In 2020 the Ozone Layer above the Antarctic was big compared to previous years, both in depth and area. Data from the Copernicus Atmospheric Monitoring Service shows the maximum occurred in October with more than 20 million square kilometers.
Every year, humans emit chemicals into the atmosphere, some of which can alter the ozone layer. But the ozone layer is pretty robust. In order for the depletion of ozone to start, temperatures in the stratosphere must be below -78°C so chemicals become active enough to destroy ozone molecules. This doesn’t always happen, but a very stable Antarctic vortex helped keep temperatures below this threshold.
Polar vortexes are low-pressure systems, which form in the upper atmosphere. Whenever the polar Jetstream (a fast-flowing, meandering, narrow wind band) is strong, the vortex is more stable. The counterpart is a wavy polar vortex due to a weaker Jetstream. When the polar vortex is wavy, North America faces a cold winter. Australia, on the other hand, faces a wetter season.
If the polar vortex is both stable and strong, stratospheric clouds get colder, which creates the perfect conditions for the chemical reactions to start depleting the stratospheric ozone. The 2020 season had such a strong vortex. Researchers feared it could keep active for a long time and reach the maximum depletion detected. Luckily, this didn’t turn out to be the case.

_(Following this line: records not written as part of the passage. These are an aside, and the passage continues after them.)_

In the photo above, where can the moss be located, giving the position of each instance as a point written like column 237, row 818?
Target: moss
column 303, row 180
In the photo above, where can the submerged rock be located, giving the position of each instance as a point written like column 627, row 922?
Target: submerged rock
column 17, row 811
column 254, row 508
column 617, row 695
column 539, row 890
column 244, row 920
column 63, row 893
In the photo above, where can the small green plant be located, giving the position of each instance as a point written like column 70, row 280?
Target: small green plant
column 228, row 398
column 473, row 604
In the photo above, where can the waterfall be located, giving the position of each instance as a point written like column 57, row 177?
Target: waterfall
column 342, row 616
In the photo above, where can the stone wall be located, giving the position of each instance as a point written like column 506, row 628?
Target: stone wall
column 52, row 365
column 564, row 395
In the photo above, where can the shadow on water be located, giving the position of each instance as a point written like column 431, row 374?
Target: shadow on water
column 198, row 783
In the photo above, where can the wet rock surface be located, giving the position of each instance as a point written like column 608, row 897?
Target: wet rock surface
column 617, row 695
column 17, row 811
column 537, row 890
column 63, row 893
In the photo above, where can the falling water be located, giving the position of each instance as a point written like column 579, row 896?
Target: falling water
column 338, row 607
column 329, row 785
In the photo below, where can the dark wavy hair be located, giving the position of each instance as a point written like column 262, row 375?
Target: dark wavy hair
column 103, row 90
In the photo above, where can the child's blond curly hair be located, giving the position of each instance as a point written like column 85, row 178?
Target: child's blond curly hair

It’s not the first time something like this has happened. The image below shows the comparison between previous depletion and the one from 2020. The 2020 hole’s area wasn’t as big as in 2017, but it was very stable and lasted longer. It only really started receding after mid-December.
The lowest record of the ozone layer’s hole happened in 2019 . The entire season can be seen in the video bellow from NOAA Ozone Watch. The colors alter from blue/purple, smaller concentrations of ozone, to green/yellow, bigger concentrations.
From year to year, there may be a bigger or smaller hole, but in the end, if we wouldn’t produce the ozone-depleting chemicals, this wouldn’t be a problem in the first place. We still need to reduce emissions, and there’s no real substitute for this.
Making the average ozone hole small enough not to be so harmful is still a challenge, however. We still emit ozone-depleting chemicals, which may not be yet banned. The Montreal Protocol list needs to be continuously changed, policies concerning the environment need to be as developing as the science behind it.